The deal announced between Governor Arnold Schwarzenegger and the California legislature, ordering a reduction of greenhouse gas emissions to 1990 levels in the state by the year 2020, is but the latest in more than half a century of trailblazing measures that have frequently become the national, and on occasion the international, norm.

Back in 1947, Los Angeles set up its own Air Pollution Control District, the first in the country, to tackle the smog created by wartime industry. Not until 1955 did the US government follow suit at a national level.

By then, Los Angeles in particular and the state in general had become the land of the freeway. After smog forced the shutdown of LA's schools and industry in the autumn of 1954, California became the first state to establish a board to set standards for car emissions.

Other moves followed. In 1967, the state had already inaugurated Carb, a state air resources board, three years beforesetting up a national equivalent, the Environmental Protection Agency. In the mid-1970s, it led the way in requiring cars to be fitted with catalytic converters. Next, it made unleaded petrol compulsory.

New decades brought new initiatives. In 1990, Carb took its most ambitious step yet, the Zev, or Zero Emission Vehicles, programme, stipulating that 2 per cent of vehicles for sale in 1998 should be totally clean, and 10 per cent in 2003.

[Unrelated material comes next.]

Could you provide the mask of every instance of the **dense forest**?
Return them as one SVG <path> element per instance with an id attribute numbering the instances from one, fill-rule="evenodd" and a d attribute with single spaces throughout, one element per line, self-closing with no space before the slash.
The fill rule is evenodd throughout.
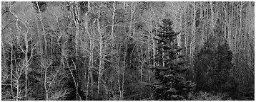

In July 2002, Democratic Governor Gray Davis (who the following year would be replaced by Mr Schwarzenegger) signed a landmark state bill requiring carmakers to limit emissions, starting in the 2009 model year. Before long, the cream of Hollywood - the likes of Leonardo DiCaprio, Natalie Portman and Cameron Diaz - were going nowhere without aToyota Prius.

Quirky it may be, but California cannot be ignored - the state accounts for 14 per cent of the entire US gross domestic product. The Bush administration may have scorned the Kyoto agreement. California, however, is another matter - as Tony Blair demonstrated when he skipped Washington and went straight to the Golden State in July to announce a deal with the Governor for Britain and California to co-operate in fighting global warming.

Mr Schwarzenegger seems an improbable environmentalist, known for his fondness for Hummers. But many of his nominees to key posts in the environmental area have solid green credentials, and few doubt his personal support for hydrogen as a replacement for petrol to power cars.

But even California's powers are limited. As so often in the US, sweeping measures are whittled away in the courts and elsewhere. Car companies waged a ferocious action against the Zev law, arguing they were technologically unfeasible. The 2002 initiative has also been bitterly contested.

Despite years of efforts, the automobile remains the state's chief pollutant, accounting for 60 per cent of California's total emissions. Unarguably however, Californian initiatives have forced the pace of research into clean technologies.